German military wrestles with aircraft availability

Germany is struggling to maintain the operational readiness of its military aircraft inventory, as obsolescence issues and challenges around the introduction of new platforms combine to diminish front-line availability.


Helicopters, in particular, are singled out for their low deployability rates by the German defence ministry's latest annual report into the readiness levels of all the major weapons systems operated by its armed forces.

In the case of the German navy's 21 Westland Sea Kings and 22 Sea Lynx, the problem is simple: the elderly helicopters – introduced in 1975 and 1981, respectively – are reaching the end of their natural lives.

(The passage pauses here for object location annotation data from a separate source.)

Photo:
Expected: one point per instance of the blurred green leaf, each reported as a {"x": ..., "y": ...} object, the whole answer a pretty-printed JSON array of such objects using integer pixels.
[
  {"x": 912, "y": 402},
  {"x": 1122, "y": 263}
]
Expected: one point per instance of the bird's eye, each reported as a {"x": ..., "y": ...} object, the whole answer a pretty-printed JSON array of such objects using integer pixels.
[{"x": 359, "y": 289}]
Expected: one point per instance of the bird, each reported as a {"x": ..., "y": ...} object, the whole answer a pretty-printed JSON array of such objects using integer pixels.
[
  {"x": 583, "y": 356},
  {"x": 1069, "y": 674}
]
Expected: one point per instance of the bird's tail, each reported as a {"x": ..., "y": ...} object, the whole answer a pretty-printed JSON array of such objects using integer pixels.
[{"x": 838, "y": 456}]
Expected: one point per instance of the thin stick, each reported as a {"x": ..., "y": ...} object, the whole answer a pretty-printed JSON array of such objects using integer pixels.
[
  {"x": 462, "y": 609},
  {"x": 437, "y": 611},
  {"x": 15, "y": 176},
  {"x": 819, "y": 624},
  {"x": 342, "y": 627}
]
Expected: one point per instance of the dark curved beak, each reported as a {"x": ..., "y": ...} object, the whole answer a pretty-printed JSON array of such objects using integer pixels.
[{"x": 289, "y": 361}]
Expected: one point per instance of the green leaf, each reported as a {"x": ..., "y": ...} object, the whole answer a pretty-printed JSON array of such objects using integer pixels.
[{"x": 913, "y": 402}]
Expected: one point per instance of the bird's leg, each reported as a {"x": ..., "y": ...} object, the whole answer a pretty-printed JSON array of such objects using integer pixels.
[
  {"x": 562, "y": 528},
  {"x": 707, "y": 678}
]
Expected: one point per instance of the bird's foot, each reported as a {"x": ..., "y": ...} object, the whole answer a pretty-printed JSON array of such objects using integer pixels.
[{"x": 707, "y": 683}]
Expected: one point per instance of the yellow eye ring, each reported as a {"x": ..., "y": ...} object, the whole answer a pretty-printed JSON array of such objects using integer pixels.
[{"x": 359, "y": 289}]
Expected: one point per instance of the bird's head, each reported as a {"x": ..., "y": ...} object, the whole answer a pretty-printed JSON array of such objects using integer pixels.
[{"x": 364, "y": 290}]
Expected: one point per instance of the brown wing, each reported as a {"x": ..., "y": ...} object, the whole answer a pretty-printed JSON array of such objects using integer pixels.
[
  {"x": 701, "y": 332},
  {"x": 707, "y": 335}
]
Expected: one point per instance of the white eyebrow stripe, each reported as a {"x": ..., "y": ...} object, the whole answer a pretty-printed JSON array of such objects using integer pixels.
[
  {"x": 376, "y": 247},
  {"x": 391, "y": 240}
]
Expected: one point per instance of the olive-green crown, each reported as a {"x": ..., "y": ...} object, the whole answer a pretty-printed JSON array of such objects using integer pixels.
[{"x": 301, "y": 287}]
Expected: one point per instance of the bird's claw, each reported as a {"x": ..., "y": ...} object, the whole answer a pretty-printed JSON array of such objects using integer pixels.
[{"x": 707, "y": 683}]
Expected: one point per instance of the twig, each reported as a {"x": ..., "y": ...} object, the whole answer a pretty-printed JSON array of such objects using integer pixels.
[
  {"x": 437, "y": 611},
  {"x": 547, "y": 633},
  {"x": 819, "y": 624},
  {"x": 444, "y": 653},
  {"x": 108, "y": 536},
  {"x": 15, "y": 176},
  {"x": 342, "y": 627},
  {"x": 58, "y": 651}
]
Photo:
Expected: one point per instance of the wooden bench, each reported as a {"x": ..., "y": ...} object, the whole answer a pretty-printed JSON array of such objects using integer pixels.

The navy struggled to maintain the minimum deployable fleets for both types throughout 2017, the report says.


However, the Sea Lynx's operational readiness rate of six aircraft, or 32% – based on an average availability of 19 helicopters – is seen as an improvement on previous years, where the navy has struggled to achieve even that modest total: figures for 2015 and 2016 were four and five helicopters, respectively.

"The operational needs for at least six aircraft for deployment and training were largely met in 2017 for the first time," the defence ministry notes.

Germany is in the early stages of identifying a replacement for the Sea Lynx fleet, with a retirement deadline of 2025.

Although a replacement for the Sea King has been selected – the in-development NH Industries NH90 Sea Lion – first deliveries in 2019 cannot come soon enough.

"The [low] material readiness is due to the age of the helicopters, which can only be maintained with great effort. In particular, the procurement of spare parts is a challenge," the report says, explaining the average readiness level of 31%, or five of the 16 aircraft available, against a minimum figure of six.

However, the type must struggle on until 2023. In the meantime, the navy must give "priority" to its efforts to close any capability gap presented by the aged fleet.

It is a similar story for the Luftwaffe's 72-strong fleet of Sikorsky CH-53G heavy-lift helicopters, which entered service in 1975. On average, 40 helicopters were available last year , of which 16, or 40%, were deployable.


"The material readiness of the weapon system has become increasingly age-affected," the defence ministry says, noting "the lack of availability of spare parts". The deployment of five aircraft to Afghanistan during 2017 created additional shortfalls in training and maintenance personnel, it notes.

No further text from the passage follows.